Politics and food have been intertwined for decades. Despite food being a universal need, the target demographics for plant-based diets are almost always directed towards women.
Try to think of the last time you watched a yogurt commercial directed at men– you probably can’t!
Contrary to common belief, plant-based diets and lifestyles are not just for women. Nor are they just a fad to “get skinny.”
According to the CDC, less than 1 in 10 adults receive proper amounts of fruits and vegetables per day. Despite the clear overlap of plant-based eating and health, it is not the norm.
Much of this disparity is due systematic issues regarding global multi-billion dollar animal agriculture industries and subsidies on animal products.
Political polarization regarding environmentalism and capitalization of gendered products also play influential roles on society as a whole.

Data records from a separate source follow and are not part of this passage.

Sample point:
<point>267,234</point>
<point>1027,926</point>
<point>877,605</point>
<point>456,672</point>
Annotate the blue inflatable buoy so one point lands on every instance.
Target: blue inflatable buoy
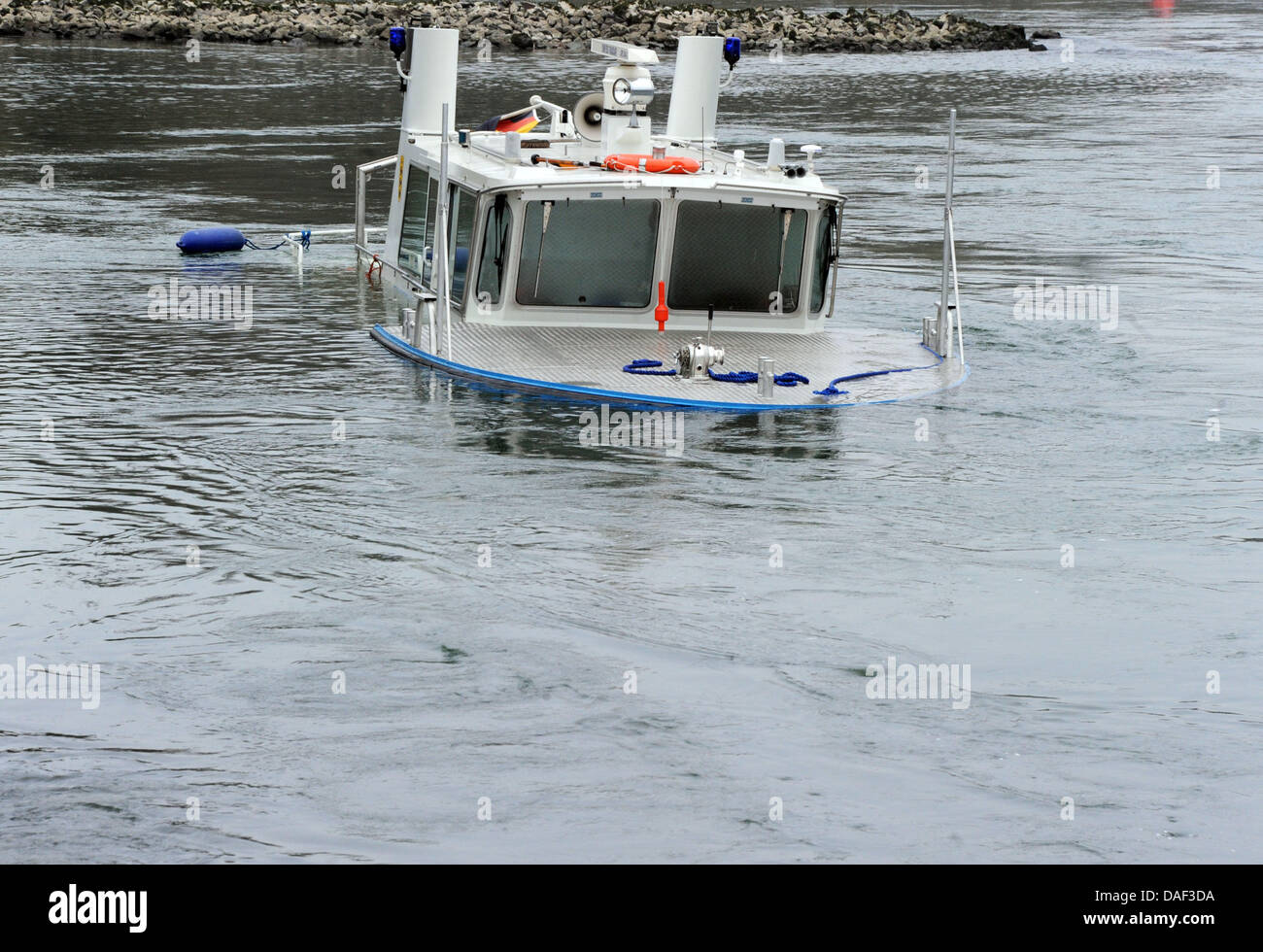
<point>202,241</point>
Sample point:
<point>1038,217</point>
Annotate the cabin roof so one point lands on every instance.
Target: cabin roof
<point>483,165</point>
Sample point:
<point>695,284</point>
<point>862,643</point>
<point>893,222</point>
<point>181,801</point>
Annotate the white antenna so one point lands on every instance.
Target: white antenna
<point>626,51</point>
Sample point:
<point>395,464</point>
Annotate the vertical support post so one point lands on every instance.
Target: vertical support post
<point>441,240</point>
<point>943,329</point>
<point>360,203</point>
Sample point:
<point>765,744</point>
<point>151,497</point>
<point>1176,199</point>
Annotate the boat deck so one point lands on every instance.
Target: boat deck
<point>586,363</point>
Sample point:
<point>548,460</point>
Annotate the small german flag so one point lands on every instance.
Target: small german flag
<point>521,121</point>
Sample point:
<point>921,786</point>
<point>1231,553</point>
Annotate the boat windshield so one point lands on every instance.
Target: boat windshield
<point>588,253</point>
<point>736,256</point>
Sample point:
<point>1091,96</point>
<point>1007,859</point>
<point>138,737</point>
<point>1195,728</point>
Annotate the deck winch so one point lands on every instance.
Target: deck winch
<point>696,357</point>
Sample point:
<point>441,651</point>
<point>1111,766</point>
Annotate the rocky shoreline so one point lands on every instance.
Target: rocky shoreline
<point>521,25</point>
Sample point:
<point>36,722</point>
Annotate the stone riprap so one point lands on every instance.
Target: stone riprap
<point>521,25</point>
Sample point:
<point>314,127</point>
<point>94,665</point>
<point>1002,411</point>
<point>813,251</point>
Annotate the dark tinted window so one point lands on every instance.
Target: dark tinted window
<point>588,253</point>
<point>736,256</point>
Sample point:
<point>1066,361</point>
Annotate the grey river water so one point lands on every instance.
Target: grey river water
<point>1080,525</point>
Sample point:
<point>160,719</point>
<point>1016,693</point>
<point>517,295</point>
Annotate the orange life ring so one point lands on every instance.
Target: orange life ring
<point>668,164</point>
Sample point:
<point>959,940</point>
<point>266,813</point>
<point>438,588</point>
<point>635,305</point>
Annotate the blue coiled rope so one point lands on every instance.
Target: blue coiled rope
<point>642,366</point>
<point>832,391</point>
<point>749,376</point>
<point>304,240</point>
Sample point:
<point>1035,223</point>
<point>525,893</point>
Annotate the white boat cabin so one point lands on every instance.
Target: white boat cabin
<point>582,216</point>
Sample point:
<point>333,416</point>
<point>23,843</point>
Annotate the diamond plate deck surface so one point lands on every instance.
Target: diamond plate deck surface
<point>594,358</point>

Americans especially, do not have consistent access to whole foods for these reasons.
Comparing the culture surrounding food in the USA versus countries with low-obesity rates show stark differences.
Notably, Japan, with an obesity rate of 4.3%, has higher access to healthier foods at convenience such as miso soup, seaweed, flame roasted fish, fermented vegetables, whole grain rice and unsweetened tea.

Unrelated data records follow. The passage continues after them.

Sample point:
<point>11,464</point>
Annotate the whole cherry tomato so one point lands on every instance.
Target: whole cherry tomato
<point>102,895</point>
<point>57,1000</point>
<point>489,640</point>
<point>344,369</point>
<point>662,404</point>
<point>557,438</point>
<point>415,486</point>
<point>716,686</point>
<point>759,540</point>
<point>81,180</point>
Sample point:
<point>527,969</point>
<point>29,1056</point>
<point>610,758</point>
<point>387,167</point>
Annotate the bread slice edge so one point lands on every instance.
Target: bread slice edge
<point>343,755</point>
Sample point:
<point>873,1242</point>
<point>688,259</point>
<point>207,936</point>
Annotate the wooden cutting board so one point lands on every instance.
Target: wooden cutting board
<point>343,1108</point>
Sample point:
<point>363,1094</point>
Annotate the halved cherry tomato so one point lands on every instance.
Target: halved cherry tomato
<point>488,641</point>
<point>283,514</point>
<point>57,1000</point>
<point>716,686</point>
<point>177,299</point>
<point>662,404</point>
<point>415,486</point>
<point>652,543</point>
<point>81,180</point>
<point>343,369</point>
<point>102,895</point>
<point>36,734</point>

The U.S.A. on the other hand, with an obesity rate of 36.2%, contains a food scape filled with fried foods, fast-foods, and sugar-filled drinks like soda and juice.
Eating a diet of high quality, plant-based foods should be accessible, yet it isn’t. Americans are used to the normalcy of unhealthy, meat-heavy diets. Something which is only natural if that is how we were raised to be.

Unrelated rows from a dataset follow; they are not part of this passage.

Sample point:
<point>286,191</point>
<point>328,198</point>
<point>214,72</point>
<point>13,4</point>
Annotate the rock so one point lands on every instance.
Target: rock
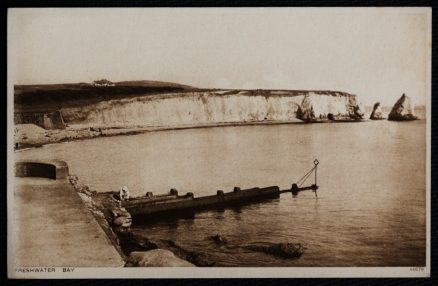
<point>156,258</point>
<point>403,110</point>
<point>339,107</point>
<point>195,257</point>
<point>284,250</point>
<point>218,239</point>
<point>121,218</point>
<point>376,114</point>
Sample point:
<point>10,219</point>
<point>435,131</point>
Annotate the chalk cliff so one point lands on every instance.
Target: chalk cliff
<point>218,106</point>
<point>336,106</point>
<point>377,113</point>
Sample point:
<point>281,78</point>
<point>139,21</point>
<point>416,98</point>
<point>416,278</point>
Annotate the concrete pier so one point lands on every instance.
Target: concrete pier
<point>53,227</point>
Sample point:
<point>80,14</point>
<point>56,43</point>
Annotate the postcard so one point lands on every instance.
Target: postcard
<point>219,142</point>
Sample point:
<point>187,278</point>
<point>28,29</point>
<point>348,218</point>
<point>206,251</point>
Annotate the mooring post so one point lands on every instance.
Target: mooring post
<point>316,162</point>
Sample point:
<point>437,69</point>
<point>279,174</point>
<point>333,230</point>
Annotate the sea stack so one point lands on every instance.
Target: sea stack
<point>376,114</point>
<point>403,110</point>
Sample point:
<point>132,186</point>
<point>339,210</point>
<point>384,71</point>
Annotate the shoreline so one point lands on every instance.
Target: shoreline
<point>80,132</point>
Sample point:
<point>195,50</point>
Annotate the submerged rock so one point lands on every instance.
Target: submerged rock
<point>156,258</point>
<point>377,114</point>
<point>284,250</point>
<point>403,110</point>
<point>195,257</point>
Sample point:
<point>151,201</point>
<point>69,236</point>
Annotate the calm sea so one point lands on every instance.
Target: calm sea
<point>370,209</point>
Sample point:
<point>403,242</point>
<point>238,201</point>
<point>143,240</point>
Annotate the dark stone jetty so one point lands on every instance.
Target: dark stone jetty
<point>173,203</point>
<point>50,223</point>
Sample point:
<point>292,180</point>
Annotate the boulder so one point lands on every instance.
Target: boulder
<point>156,258</point>
<point>218,239</point>
<point>284,250</point>
<point>197,258</point>
<point>121,218</point>
<point>403,110</point>
<point>377,113</point>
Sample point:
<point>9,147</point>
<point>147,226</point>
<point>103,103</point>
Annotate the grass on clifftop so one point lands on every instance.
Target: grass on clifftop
<point>48,97</point>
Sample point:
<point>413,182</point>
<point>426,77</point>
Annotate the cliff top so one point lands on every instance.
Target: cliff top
<point>49,97</point>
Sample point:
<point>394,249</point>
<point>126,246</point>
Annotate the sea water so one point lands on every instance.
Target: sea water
<point>369,210</point>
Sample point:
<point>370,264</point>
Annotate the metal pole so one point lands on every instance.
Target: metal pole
<point>316,169</point>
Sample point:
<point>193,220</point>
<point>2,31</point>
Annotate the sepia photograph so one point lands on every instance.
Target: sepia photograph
<point>218,142</point>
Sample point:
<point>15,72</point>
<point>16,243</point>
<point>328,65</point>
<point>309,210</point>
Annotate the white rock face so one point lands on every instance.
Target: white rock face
<point>403,110</point>
<point>197,108</point>
<point>337,106</point>
<point>377,113</point>
<point>156,258</point>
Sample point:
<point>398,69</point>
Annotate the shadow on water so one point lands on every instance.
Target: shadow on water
<point>171,218</point>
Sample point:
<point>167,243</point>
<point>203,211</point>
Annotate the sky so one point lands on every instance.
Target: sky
<point>376,53</point>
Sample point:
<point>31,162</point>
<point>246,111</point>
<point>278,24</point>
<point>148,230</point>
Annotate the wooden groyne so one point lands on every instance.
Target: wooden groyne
<point>172,202</point>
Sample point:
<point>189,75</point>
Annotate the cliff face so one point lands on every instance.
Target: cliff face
<point>210,107</point>
<point>377,113</point>
<point>330,106</point>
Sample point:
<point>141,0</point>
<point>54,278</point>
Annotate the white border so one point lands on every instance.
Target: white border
<point>222,272</point>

Additionally, plant-based eating can be religious, economic, related to availability or simply a preference. It would be wrong to not recognize the plurality of this subject and its many moving parts.
That said: Try to consider plant based diets and/or veganism with open arms. This movement is for your health, social justice, anti-animal cruelty and pro-environment. Surely, one of these problems resonates with you.
I urge you to open your minds and challenge how you have been raised to perceive food. I urge you to live life in the most morally consistent way that you can.